RFA3: Tropical forests and coupled Earth system processes.
How do precipitation recycling and the seasonal timing of precipitation respond to changes in forest structure and Earth’s climate?
Over continental scales precipitation recycling, defined as the contribution of local evaporation to local precipitation, and the seasonal timing of precipitation are sensitive to changes in climate forcing and forest structure. RFA3 explores and improves modeling of the role soil hydrology plays in plant response to climate forcing, develops new data products to serve as model benchmarks, and implements fully coupled E3SM-FATES interactions at regional and global scales. Because of its strong sensitivities to climate and land-use forcing, the work in RFA3 will focus on the Amazon Basin.

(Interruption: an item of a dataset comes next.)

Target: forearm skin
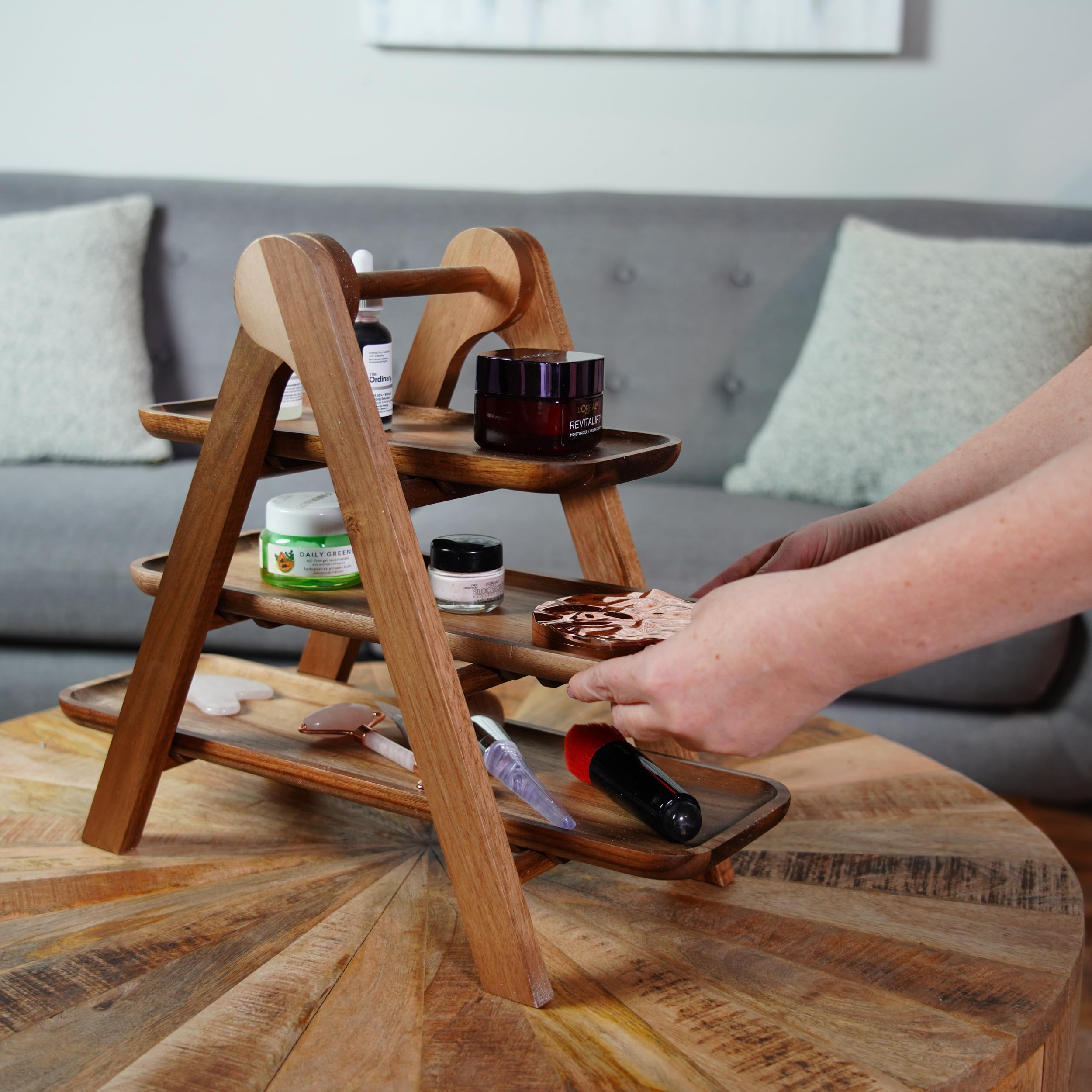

Hillslope-to-continental scale soil hydrology and water table dynamics. We will improve modeling of soil hydrology and perform basin-wide hydrological simulations to better assess the role of landscape heterogeneity in governing evapotranspiration, with a crucial focus on understanding how much of the Amazon evapotranspiration is sourced from the vadose zone versus from groundwater. A comprehensive suite of field measurements and satellite data will be used in development and benchmarking of E3SM-FATES.
Large-scale observations of forest structure and dynamics, and atmospheric coupling. We are building new detailed data products to test and initialize FATES simulations including pantropical representations of heterogeneous forest structure and regionally variable phenology. We are reprocessing data from our partners in Brazil (LBA) to improve local quantification of water and energy fluxes and hillslope hydrology.
Model experiment with FATES coupled to E3SM. We are exploring the role of plant hydraulic traits and water available to plants in governing diurnal, seasonal, and interannual patterns in forest evapotranspiration, and how variation in these patterns affect precipitation across the Amazon. Fully coupled simulations taking advantage of advances in our hydrological models and new data will address the question of how climate change and land use change affect precipitation recycling and seasonality in the Amazon Basin.